The down side to pre-cut trees is that they were probably cut long before they appear at nurseries, which is often weeks before Christmas. You are also usually limited as to variety of tree, the bulk of pre-cut trees being some type of balsam. If you are set on a particular variety of evergreen, such as a Douglas fir, you may have to pay top dollar.
Cutting your own Christmas tree means it will be fresh. It should retain its needles longer than a pre-cut tree and will probably even add more evergreen scent to your home.
The looming drawback to cut your own is that, as it says, you have to cut your own tree so take a sharp saw. Once it’s cut, you generally have to drag it back to your car, so keep that in mind when looking for the largest, fullest tree. Thankfully, many tree farms have begun realizing that most of us are not as rugged as we are sentimental, and they make the cut your own experience easier by assisting and having sleighs or wagons available to cart the tree to your car.
I have never in my life been brave enough to cut down my own Christmas tree.

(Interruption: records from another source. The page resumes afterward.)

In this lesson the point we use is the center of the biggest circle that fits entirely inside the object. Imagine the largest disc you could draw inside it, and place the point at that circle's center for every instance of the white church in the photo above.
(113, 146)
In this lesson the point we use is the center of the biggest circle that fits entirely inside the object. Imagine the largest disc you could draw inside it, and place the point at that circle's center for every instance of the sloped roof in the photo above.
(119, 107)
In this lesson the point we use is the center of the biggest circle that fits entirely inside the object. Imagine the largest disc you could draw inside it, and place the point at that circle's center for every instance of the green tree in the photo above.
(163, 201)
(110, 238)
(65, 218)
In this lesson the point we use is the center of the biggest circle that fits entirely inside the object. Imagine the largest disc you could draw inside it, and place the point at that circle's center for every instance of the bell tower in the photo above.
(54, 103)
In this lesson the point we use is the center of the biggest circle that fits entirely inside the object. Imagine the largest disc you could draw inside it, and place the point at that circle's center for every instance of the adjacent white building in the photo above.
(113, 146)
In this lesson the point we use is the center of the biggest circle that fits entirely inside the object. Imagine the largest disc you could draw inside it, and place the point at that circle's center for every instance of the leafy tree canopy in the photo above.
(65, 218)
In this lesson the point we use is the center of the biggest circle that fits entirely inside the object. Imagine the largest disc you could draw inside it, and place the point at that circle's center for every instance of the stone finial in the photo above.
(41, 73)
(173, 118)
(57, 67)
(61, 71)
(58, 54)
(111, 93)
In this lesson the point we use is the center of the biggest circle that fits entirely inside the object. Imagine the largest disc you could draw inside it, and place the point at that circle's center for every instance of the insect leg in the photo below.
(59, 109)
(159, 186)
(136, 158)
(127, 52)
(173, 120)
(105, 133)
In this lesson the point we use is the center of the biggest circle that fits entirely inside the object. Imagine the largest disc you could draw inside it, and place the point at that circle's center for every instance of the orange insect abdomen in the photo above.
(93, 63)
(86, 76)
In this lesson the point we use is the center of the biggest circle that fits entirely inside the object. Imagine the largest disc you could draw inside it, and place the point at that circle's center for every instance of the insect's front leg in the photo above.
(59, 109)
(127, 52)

Finally, the drawback to both pre-cut and cut your own trees is that because they’re dead they are slowing drying out, dropping needles all over your floor and your presents. And the drier they get, the more of a fire hazard they are. Don’t you love still finding the needles in July?
The final choice is a live tree. If you live in an area with mild winters, there are probably potted or balled and burlaped (B and B) trees available all year. If your local garden centres ship off their nursery stock before the holidays, you may need to have pre-ordered a live tree or even bought it during the growing season.
Live trees will, of course, be the freshest choice. Depending on the size of your tree, you can move it in and out of your home and reuse it, or plant outside and maybe decorate for the holiday.
There are many types of Christmas trees, each with their own advantages. For example, the Nordmann fir has lush green needles making it easy to decorate and the strong branches will support your lights and decorations to create an excellent display. The Noble fir’s soft green-blue needles, neat compact branches and wonderful aroma make this tree a strong choice for the home.
The Fraser fir, often sold with f cones still attached, has a gorgeous citrus scent, dark green foliage and strong branches. It tends to grow with a compact, upright habit making it a good choice for smaller rooms.
The Norway spruce is the ‘traditional’ Christmas tree. Strong branches make for easy decorating, although the needles can be fairly sharp and will drop, especially in heated rooms. Therefore keep this one outside for as long as possible, then bring in to an un-heated or cool room for best needle retention.
The Blue spruce is more of a blue-grey colour, whose strong branches and rich festive scent combine with good needle retention. They often have a wide base, making a perfect place to hide presents
The Scots pine has strong branches and will fill any room with a pine perfume throughout the festive season.
All live trees need a great deal of maintenance so if you’re choosing one first measure your space.
When choosing your tree do a branch/needle test for freshness and look for other indicators of dryness or deterioration.
Finally, think about what type of decorations you will be using and always think of safety:
– Never place your tree near a heat source, such as a fireplace or portable heater.
– If you have small children or pets, trim the lower branches to avoid eye injuries.
– Hang all ornaments that are breakable, have small, detachable parts or metal hooks, or that look like food on higher branches where small children can’t reach them. Florist’s wire, which can be twisted firmly around branches, is a great way to hang fragile ornaments.
– Keep pets out of the room in which the tree is placed, especially if you can’t be there to supervise. Cats are notorious for leaping onto Christmas trees, especially when pursued by another pet.
– Avoid using artificial snow sprays, which can cause lung irritation if inhaled.
– Turn off tree lights when you go to bed or leave the house. Use only UL-approved electrical decorations and extension cords, and check that no cords have frayed since you last used the lights.
– Never burn Christmas-tree branches in your fireplace. It can cause the build-up of creosote, a highly flammable compound.
When you buy your tree, have an inch cut off the base to make it easier for the tree to take in water and if you don’t plan to put the tree up right away, place it in a bucket of warm water and stand it in an unheated garage or porch away from the wind and cold.
Keep your tree well watered. Water prevents the needles from drying and dropping off and maintains the fragrance. Trees may use several litres a day, so check the water level in the stand every few hours. Never let the water level fall below the base of the tree or the cut end may seal over, preventing further water intake.